Elon Musk Is Squaring Off Against China for the Future of Tesla
How important are metals to Tesla? Just check out the names of some conference rooms at its new $5 billion gigafactory in Nevada: Lithium, Nickel, Cobalt, Aluminum. They’re used to make lithium ion batteries, and Chief Executive Officer Elon Musk needs unprecedented quantities of the metals to reach an ambitious goal: producing 500,000 electric vehicles a year by 2018. That’s two years earlier than originally planned because of about 373,000 preorders for the Model 3 sedan, which the company will start delivering in late 2017.

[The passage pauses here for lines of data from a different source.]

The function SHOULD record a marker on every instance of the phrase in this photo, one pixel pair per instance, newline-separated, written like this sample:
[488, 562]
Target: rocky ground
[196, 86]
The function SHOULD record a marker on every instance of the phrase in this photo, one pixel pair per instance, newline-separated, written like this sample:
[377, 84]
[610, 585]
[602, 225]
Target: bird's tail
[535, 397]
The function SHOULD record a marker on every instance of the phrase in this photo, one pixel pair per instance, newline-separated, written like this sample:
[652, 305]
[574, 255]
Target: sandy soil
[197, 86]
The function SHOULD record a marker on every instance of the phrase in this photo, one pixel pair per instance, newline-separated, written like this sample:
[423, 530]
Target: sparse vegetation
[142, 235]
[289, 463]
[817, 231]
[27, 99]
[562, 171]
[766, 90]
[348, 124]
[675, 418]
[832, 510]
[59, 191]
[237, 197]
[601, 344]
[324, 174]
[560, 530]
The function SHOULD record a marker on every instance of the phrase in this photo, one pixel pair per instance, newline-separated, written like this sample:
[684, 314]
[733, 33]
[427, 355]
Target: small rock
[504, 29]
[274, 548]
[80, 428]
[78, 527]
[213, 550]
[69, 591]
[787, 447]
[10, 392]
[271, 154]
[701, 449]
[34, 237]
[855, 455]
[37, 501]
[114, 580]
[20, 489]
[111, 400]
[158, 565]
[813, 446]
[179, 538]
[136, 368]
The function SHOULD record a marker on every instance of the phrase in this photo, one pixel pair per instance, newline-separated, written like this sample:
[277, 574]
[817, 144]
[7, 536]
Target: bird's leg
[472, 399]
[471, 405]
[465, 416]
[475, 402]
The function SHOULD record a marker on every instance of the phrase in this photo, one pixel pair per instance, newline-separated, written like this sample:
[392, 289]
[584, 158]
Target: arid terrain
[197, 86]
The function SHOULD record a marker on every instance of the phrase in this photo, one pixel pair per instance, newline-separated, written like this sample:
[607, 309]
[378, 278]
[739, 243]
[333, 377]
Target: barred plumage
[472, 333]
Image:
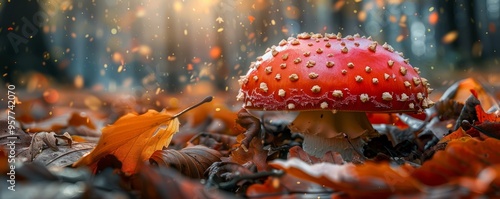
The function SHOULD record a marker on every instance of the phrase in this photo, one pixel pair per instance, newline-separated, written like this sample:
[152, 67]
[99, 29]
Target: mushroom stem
[323, 132]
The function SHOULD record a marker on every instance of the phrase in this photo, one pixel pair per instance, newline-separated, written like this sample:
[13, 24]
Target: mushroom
[350, 76]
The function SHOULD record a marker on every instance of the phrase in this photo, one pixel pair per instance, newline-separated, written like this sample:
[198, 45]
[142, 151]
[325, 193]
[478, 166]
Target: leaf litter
[450, 151]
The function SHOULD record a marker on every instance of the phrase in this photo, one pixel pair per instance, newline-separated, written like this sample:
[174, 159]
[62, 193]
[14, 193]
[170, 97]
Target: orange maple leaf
[132, 139]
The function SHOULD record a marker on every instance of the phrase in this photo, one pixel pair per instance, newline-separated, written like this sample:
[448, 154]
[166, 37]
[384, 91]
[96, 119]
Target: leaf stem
[207, 99]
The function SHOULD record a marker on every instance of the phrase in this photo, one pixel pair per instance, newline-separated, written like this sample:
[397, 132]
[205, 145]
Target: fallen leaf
[462, 157]
[251, 19]
[190, 161]
[254, 154]
[361, 181]
[132, 139]
[331, 157]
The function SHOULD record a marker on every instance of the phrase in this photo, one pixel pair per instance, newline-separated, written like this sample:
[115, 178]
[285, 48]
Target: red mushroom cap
[328, 72]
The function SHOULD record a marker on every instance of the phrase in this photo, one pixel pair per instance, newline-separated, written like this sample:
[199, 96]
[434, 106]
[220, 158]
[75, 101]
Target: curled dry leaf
[461, 90]
[463, 157]
[331, 157]
[286, 186]
[49, 139]
[161, 182]
[22, 138]
[132, 139]
[190, 161]
[250, 123]
[254, 154]
[361, 181]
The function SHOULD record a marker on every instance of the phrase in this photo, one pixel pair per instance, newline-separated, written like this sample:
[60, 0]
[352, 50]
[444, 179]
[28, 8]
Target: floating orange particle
[450, 37]
[400, 38]
[251, 19]
[78, 81]
[492, 27]
[215, 52]
[362, 16]
[196, 60]
[117, 57]
[51, 96]
[338, 5]
[433, 18]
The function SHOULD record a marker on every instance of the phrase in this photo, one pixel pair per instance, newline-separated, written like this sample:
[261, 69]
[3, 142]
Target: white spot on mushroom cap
[323, 105]
[420, 96]
[274, 52]
[263, 87]
[407, 83]
[364, 97]
[390, 63]
[404, 97]
[313, 75]
[344, 50]
[240, 96]
[416, 80]
[330, 64]
[373, 46]
[283, 42]
[268, 69]
[310, 63]
[304, 35]
[281, 92]
[316, 89]
[337, 93]
[298, 60]
[243, 80]
[358, 78]
[402, 70]
[386, 96]
[368, 69]
[284, 57]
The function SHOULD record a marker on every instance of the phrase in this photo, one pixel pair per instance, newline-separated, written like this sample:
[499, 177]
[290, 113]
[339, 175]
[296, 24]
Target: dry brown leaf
[190, 161]
[132, 139]
[362, 181]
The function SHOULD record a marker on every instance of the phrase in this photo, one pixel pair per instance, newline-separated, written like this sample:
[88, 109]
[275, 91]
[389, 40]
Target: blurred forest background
[111, 45]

And that’s no small task. When the factory was announced in 2014, Tesla said it would produce more lithium ion batteries annually by 2020 than were produced worldwide in 2013. The accelerated schedule to supply the Model 3, the automaker’s first mass-market car, doesn’t leave much time to create a complex supply chain that includes expanded mining and exploration operations. It also pits Tesla against consumer-electronics companies, which use the batteries in everything from mobile phones to laptops, and carmakers in China, where the government wants 5 million electric and other new-energy models on the road by 2020. “The world is going to need a lot more lithium ion batteries. Tesla knows that it’s going to have to source the raw materials themselves, and they are competing with China,” says Simon Moores, a managing director at Benchmark Mineral Intelligence. “They need to invest in new supply, and they are conducting a global search.”